“The ultimate lesson all of us have to learn is unconditional love, which includes not only others but ourselves as well.”
— Elizabeth Kubler-Ross
Every time I visit my young man in prison, he teaches me something new.
Last week, he brought out several strands of yarn, which he had already braided into the beginnings of a friendship bracelet. He explained that he had chosen the red, white, and blue yarn for me, because he knew I was patriotic.
Carefully, he measured my wrist with the yarn, and set off to resume his braiding and tying. As we talked about his week, and his struggles with his family, and conflict with another guy in his unit, his fingers deftly braided and knotted.
He’d been thinking about our relationship, and how he had struggled with accepting a good male role model in his life, and being able to talk about his feelings and emotions with someone who’s supporting him in all that struggle. He’s figured out he can let his guard down around me, and with himself, as he names his feelings and thoughts, and now has the tools to sort through the garbage in his basement, and find some order and contentment.

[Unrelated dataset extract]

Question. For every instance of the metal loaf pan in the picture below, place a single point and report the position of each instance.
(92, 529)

He’s been wrestling with his anger, and how it has come to the surface at unexpected moments, in unexpected ways. A few days ago, he cried and wept most of the day, his emotions raw and fiery. He couldn’t shut and lock up the door to his basement, and life was messy, with conflicting emotions, feelings, and doubts.
“Who am I?” he wondered, in the midst of his tears and heartache.

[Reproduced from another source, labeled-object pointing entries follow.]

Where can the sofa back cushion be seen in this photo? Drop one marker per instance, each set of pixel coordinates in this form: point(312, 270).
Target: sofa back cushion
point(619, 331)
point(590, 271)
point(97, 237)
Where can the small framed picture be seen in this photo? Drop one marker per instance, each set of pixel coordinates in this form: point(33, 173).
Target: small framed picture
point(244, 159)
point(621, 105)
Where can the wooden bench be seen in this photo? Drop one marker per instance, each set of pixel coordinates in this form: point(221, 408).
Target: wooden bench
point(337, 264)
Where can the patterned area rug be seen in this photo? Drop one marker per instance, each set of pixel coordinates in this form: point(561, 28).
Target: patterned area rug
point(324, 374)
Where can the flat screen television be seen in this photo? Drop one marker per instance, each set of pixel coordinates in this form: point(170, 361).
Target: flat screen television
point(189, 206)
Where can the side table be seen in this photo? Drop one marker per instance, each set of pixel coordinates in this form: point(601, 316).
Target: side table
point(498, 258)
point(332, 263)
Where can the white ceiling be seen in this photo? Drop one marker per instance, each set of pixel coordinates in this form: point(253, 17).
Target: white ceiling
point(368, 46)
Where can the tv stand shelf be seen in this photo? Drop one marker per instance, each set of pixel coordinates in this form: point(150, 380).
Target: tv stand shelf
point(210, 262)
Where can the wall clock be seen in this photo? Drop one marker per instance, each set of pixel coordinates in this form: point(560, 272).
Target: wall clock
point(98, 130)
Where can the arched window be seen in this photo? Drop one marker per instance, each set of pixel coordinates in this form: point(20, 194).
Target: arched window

The day led him into a walkabout, and the question changed to “what am I?”
The tears washed away some of the grime, and a lot of the feelings of shame and guilt, and he could see, finally, how he had grown, how he had gained the tools to sort through the garbage in the basement, and start filling up the dumpster. He gained some perspective, and could see how he’d changed.
His frenzy of braiding and knotting picked up, as he told me of his journey, his walkabout, and what he had been learning.
A staff member came by, and sat with us for a while. He’d been there for my pal, the day he cried a lot, and had helped him find his way, and sort through all the conflicting flotsam and jetsam that had cluttered up his thinking.
“We only offer tools for your toolbox here,” he said. “It is up to you to pick the right tool, and build your own house.”
My buddy nodded, a tear rolling down his cheek. He took a deep breath and let it out, his shoulders easing a bit, as a smile lit up his face.
Yes, he can see that, the wisdom of the man’s two sentences.
“Yes, my tool box has some nice tools now. And, I know how to use them.”
He didn’t speak, but we could see those words in his face, his fingers still moving in the rhythm of the braiding and knot tying. He was growing up, and he was taking care of business.
He finished my bracelet in silence. The minutes passed, and we both sat there, just taking in what had been said, and taking time to recognize where he’d been and how far he’d come, in these last eight months.
We don’t often have much silence in our visits. Twenty years of not being listened to, not being respected, and not being valued had built up a giant reservoir of experiences, and feelings, and comments. And, the eight months of sitting at this table was all about listening to him find the space where he could grow, finally, and speak his mind.
Oh, and anger. It was the elephant in the room today, and he had been able to see that, and call the elephant what it really was. Being able to speak its name was a big step for him, and he’d been able to do just that, and start becoming free.
The bracelet was finished now, and he tied it around my wrist.
“There, I finally gave you something back, for all that you’ve given me,” he said, a big grin splashed across his face.